Bij werknemers/werkgevers:
Proeftijd verlengen bij vaste contracten (als er geen tijdelijke zijn), aanzegtermijnen vervallen, ketenregeling naar onbeperkt aantal contracten, de werknemer bij overgang naar vast contract voor eindtijd tijdelijke contracten 10% laten inleveren. Transitievergoeding later laten ingaan. Sectorpremies bij tijdelijke contracten hoger en meer invoeren. Veel minder regels rondom ontslag en transitievergoeding, payroll verbieden, alle cao’s aanpassen (teveel details). Maximale uitzendperiode uitzendbureaus korter. Een uitzendkracht en een flexibele kracht moeten duurder zijn dan een vaste kracht, etc.
Nieuwe beoordeling voor zelfstandig ondernemerschap (geen DGA) objectief meetbaar:
1. Schriftelijke verklaring ik ben ondernemer;
2. Verplichte AOV bijstandsniveau of minimumloon;
3. Een diploma van een ondernemersopleiding;
4. Beschikking over een eigen werklocatie, waar de ondernemer werkt.
Kan men niet voldoen aan onderdeel 4 dan komt er een aanvullende verplichting:
Investeringsomvang
a. Minimale aantoonbare investering van groter bedrag (geen personenauto of andere ook privé te gebruiken actiefpost, en uiteraard dienstbaar aan de onderneming). Denk eens aan € 35.000,- of meer.
Wordt hieraan voldaan dan kan het handelsregister de ondernemer als onderneming inschrijven en wordt de opdrachtgever gevrijwaard van loonheffing etc.
b. Indien onderdeel a. niet kan worden vervuld moet toch minimaal een aantoonbaar bedrag (denk eens aan € 6.000,-) in de onderneming worden gebracht door de ondernemer, waarvan minimaal de helft liquide.
Wordt nog minimaal aan 4b voldaan dan wordt de ondernemer wel ingeschreven in het handelsregister en is de opdrachtgever gevrijwaard van loonheffing, met uitzondering van opzet zoals hieronder vermeld. Alleen bij 4b komt een aantekening op het uittreksel als waarschuwing voor de opdrachtgever en de fiscus.
Urencriterium
Elke ondernemer moet uiteraard voldoen aan het urencriterium om de ondernemersaftrekken te genieten.
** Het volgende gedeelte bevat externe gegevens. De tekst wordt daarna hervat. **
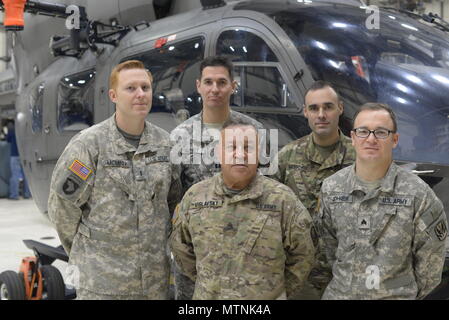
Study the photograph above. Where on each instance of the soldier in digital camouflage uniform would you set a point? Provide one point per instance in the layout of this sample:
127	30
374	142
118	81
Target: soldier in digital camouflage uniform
197	137
239	234
111	195
306	162
383	228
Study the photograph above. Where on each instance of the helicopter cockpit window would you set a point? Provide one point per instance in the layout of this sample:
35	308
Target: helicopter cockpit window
36	107
404	64
260	83
76	101
175	67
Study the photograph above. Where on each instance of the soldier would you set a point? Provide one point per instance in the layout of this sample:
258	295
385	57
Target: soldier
111	195
200	134
239	234
383	228
306	162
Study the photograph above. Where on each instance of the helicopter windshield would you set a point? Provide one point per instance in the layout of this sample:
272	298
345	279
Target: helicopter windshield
401	62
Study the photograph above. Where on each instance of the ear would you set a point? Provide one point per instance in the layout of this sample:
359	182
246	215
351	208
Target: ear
353	137
112	95
234	85
395	139
305	111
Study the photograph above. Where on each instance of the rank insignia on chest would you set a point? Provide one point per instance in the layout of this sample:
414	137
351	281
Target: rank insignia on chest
340	198
396	201
157	159
78	168
363	222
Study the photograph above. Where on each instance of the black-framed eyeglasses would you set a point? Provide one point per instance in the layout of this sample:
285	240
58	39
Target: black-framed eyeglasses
378	133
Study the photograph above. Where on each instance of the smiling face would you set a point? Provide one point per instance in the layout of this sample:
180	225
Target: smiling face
322	110
215	87
132	94
372	149
238	152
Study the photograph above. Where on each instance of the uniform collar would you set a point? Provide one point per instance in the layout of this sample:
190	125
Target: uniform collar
388	182
253	191
336	157
122	146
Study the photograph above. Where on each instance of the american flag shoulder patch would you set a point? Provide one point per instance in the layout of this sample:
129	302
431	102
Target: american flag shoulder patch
78	168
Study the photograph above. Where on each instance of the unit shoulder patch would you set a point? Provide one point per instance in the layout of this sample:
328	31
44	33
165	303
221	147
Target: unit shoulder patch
80	169
441	230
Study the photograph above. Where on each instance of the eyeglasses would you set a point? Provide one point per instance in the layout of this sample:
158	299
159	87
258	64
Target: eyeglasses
378	133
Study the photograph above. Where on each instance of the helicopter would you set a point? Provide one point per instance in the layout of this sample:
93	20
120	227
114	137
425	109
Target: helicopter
279	48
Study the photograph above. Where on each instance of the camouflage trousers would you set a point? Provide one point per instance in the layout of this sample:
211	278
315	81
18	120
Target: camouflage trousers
83	294
184	287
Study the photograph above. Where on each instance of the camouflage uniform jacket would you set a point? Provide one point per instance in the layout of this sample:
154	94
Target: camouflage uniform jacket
387	243
109	204
193	169
303	169
253	245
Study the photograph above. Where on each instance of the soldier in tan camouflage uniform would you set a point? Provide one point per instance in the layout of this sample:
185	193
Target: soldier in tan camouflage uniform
383	228
306	162
111	195
241	235
201	133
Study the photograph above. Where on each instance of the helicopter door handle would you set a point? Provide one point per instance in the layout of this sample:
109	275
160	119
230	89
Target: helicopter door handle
284	95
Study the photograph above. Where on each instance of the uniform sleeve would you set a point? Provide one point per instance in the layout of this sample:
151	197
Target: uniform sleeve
282	165
70	189
181	241
429	248
327	243
299	248
175	192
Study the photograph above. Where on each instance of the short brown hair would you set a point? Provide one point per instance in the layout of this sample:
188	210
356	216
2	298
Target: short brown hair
126	65
321	84
374	106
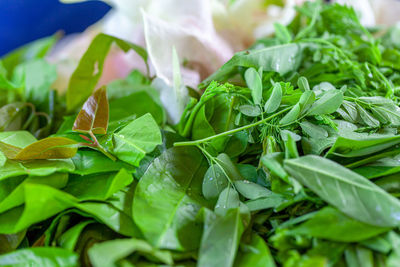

De ondernemers die de aantekening hebben, dus nog net voldoen aan 4b worden fiscaal meer gevolgd en krijgen twee extra voorwaarden opgelegd welke meetbaar zijn. Als daaraan wordt voldaan genieten ze ook de ondernemersaftrekken. De opdrachtgever kan ook ten aanzien van deze twee punten – als er niet aan wordt voldaan – worden aangesproken. Helaas moet dat vanwege de afhankelijkheid van de opdrachtnemer.
Voor het eerste punt gaat het over de maximale termijn van een opdracht, bijvoorbeeld een half jaar achter elkaar of bij een project twee jaar. Voor het tweede punt gaat het dan over maximaal 50% per jaar bij één opdrachtgever met uitzondering van een niet afgerond project.
Uurloon en pensioen
Nog even over uurloon en pensioen waarover ook wordt gesproken. Een minimaal pensioen hebben we (AOW). De rest is aan de ondernemer. Het uurloon controleren wordt broddelwerk. Want hoe moet het dan met de uren voor herstel, die niet berekend horen te worden? Wat doe je met aangenomen werk en hoe moet het met die ZZP’ers die in hun uurloon extra’s hebben opgenomen? Nee niet praktisch. Vergeet het maar.